Per concludere, vorrei ricordare che pur essendo completamente assorbita dal lavoro nel Parlamento europeo, non perdo di vista quel che accade da noi. Ma quel che più mi importa è quel che nasce o rinasce o si esprime dal basso, un po’ meno quello che succede nei rapporti fra Pd e altri soggetti politici. Perché nelle realtà locali vedo rispecchiate le battaglie che dentro il Gue tento di fare a Bruxelles, e più precisamente:

1) La battaglia per il primato e la dignità delle persone quando è in gioco l’immigrazione, innanzitutto. L’immigrazione che sta cambiando natura, perché in Europa affluiscono non più solo migranti in cerca di benessere economico ma fuggitivi da guerre e da disastri climatici di cui i paesi industrializzati, l’America, l’Europa sono responsabili in massimo grado. Se viviamo in un mondo caotico, se a migliaia cittadini europei corrono a combattere per l’Isis, vuol dire che il caos è diventato non solo la natura ma forse il vero obiettivo del “direttorio mondiale degli esecutivi”.

2) La battaglia per una Costituzione europea che non sia un semplice e poco rispettato Trattato inter-nazionale. Al diritto europeo dell’emergenza è così che si può e si deve rispondere: non con un altro discorso emergenziale, ma dando alle varie battaglie e iniziative, ai vari No che vengono detti, una dimensione costituente.

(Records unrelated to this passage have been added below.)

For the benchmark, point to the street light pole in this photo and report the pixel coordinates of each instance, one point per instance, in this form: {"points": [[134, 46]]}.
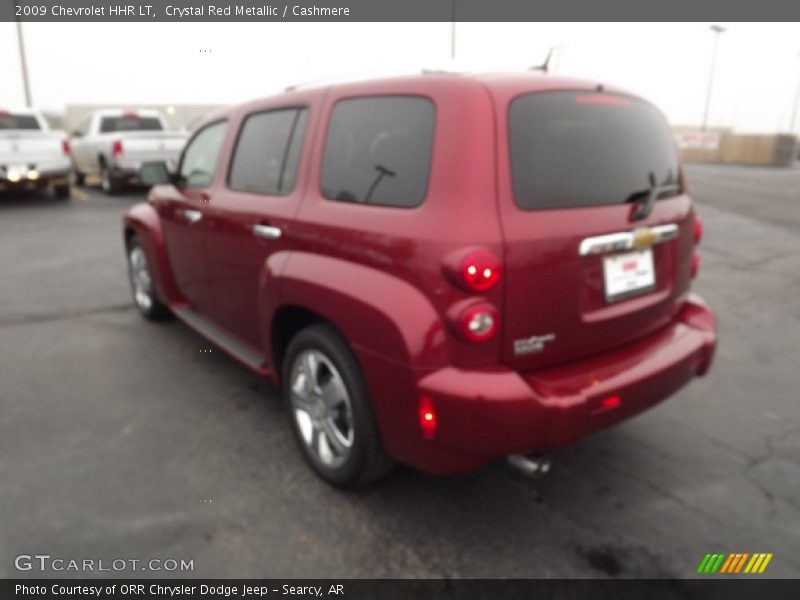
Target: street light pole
{"points": [[717, 29], [24, 65]]}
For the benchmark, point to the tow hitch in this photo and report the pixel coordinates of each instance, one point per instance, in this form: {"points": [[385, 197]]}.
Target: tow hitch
{"points": [[532, 465]]}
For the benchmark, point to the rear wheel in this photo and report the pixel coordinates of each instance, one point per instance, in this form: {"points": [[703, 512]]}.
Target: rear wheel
{"points": [[330, 409], [111, 185], [144, 295], [61, 191]]}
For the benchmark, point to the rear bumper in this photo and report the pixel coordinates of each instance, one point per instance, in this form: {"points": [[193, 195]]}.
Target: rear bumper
{"points": [[489, 413]]}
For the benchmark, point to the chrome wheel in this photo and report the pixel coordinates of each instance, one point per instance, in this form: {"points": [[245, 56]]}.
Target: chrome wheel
{"points": [[321, 408], [141, 282]]}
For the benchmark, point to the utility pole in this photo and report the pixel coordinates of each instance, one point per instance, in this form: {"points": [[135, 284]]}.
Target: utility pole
{"points": [[793, 122], [23, 65], [453, 34], [717, 29]]}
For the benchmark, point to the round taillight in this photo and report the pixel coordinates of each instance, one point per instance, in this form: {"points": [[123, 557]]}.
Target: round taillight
{"points": [[480, 271], [478, 323], [698, 229], [427, 417]]}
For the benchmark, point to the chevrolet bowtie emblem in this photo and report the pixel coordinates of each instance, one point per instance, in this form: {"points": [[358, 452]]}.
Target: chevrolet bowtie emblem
{"points": [[644, 238]]}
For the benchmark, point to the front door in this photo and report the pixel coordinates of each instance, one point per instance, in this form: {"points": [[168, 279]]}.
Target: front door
{"points": [[183, 214]]}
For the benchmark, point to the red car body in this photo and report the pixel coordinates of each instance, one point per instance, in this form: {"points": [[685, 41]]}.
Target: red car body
{"points": [[386, 278]]}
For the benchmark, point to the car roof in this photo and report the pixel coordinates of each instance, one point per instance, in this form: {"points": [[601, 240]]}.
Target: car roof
{"points": [[525, 81], [118, 112], [22, 110]]}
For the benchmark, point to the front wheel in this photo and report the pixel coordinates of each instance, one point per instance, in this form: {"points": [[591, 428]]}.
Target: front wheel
{"points": [[330, 410], [144, 295]]}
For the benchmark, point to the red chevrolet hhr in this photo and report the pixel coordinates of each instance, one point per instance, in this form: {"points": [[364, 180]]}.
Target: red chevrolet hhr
{"points": [[440, 270]]}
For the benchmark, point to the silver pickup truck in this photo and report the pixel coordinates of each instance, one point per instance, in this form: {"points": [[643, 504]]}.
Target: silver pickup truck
{"points": [[32, 156], [115, 143]]}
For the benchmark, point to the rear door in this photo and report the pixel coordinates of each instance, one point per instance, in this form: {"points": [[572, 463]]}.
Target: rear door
{"points": [[183, 214], [598, 229], [252, 213]]}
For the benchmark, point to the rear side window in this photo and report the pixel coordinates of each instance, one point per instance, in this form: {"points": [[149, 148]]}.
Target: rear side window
{"points": [[201, 154], [267, 151], [129, 123], [378, 151], [573, 149], [24, 122]]}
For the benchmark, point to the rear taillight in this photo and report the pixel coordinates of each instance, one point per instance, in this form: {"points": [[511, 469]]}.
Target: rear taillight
{"points": [[474, 270], [426, 413], [478, 322], [698, 229]]}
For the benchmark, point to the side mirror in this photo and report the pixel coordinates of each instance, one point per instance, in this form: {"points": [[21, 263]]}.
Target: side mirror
{"points": [[154, 173]]}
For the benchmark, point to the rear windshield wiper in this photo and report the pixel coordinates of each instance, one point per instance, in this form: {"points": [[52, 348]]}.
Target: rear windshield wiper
{"points": [[647, 198]]}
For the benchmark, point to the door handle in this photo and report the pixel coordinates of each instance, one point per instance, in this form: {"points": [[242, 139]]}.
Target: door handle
{"points": [[268, 232], [193, 216]]}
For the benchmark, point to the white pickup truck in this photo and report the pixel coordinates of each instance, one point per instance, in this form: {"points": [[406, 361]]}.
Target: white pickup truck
{"points": [[32, 156], [115, 143]]}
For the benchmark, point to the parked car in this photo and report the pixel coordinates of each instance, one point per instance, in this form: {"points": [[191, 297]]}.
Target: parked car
{"points": [[440, 270], [32, 156], [115, 143]]}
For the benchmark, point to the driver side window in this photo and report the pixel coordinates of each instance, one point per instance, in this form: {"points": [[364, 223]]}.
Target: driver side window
{"points": [[200, 156]]}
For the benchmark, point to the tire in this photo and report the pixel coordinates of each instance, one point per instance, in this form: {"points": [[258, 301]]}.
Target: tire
{"points": [[61, 191], [111, 185], [338, 437], [144, 295]]}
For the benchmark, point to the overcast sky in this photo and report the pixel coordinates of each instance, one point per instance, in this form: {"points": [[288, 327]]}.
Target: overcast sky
{"points": [[756, 78]]}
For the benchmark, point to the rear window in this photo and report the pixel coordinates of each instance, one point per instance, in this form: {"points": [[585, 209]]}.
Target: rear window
{"points": [[573, 149], [129, 123], [14, 121], [378, 151]]}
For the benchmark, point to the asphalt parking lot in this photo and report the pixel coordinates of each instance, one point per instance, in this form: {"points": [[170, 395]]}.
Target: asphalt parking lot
{"points": [[124, 439]]}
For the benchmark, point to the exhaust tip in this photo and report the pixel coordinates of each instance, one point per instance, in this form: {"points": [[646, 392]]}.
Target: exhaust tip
{"points": [[534, 465]]}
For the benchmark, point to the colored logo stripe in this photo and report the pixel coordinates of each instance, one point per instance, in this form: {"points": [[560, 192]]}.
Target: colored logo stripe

In Italia tocchiamo con mano la de-costituzionalizzazione della democrazia: i diritti sociali che vengono violati o liquidati con disinvoltura estrema, la separazione dei poteri che si dilegua, il sistema di pesi e contrappesi che viene ridotto all’impotenza se non addirittura eliminato. In Europa perde forza la Carta dei diritti fondamentali, a cominciare dal diritto di sciopero e dal divieto di licenziamenti ingiustificati, garantiti rispettivamente dagli articoli 28 e 30; e perde forza persino il Trattato di Lisbona, a cominciare dai basilari articoli 2 e 3, che prescrivono sì politiche economiche basate sul libero mercato, ma a condizione che siano assicurati – cito dal testo – l’uguaglianza, la non discriminazione, la piena occupazione, il progresso sociale, la tutela e il miglioramento della qualità dell’ambiente.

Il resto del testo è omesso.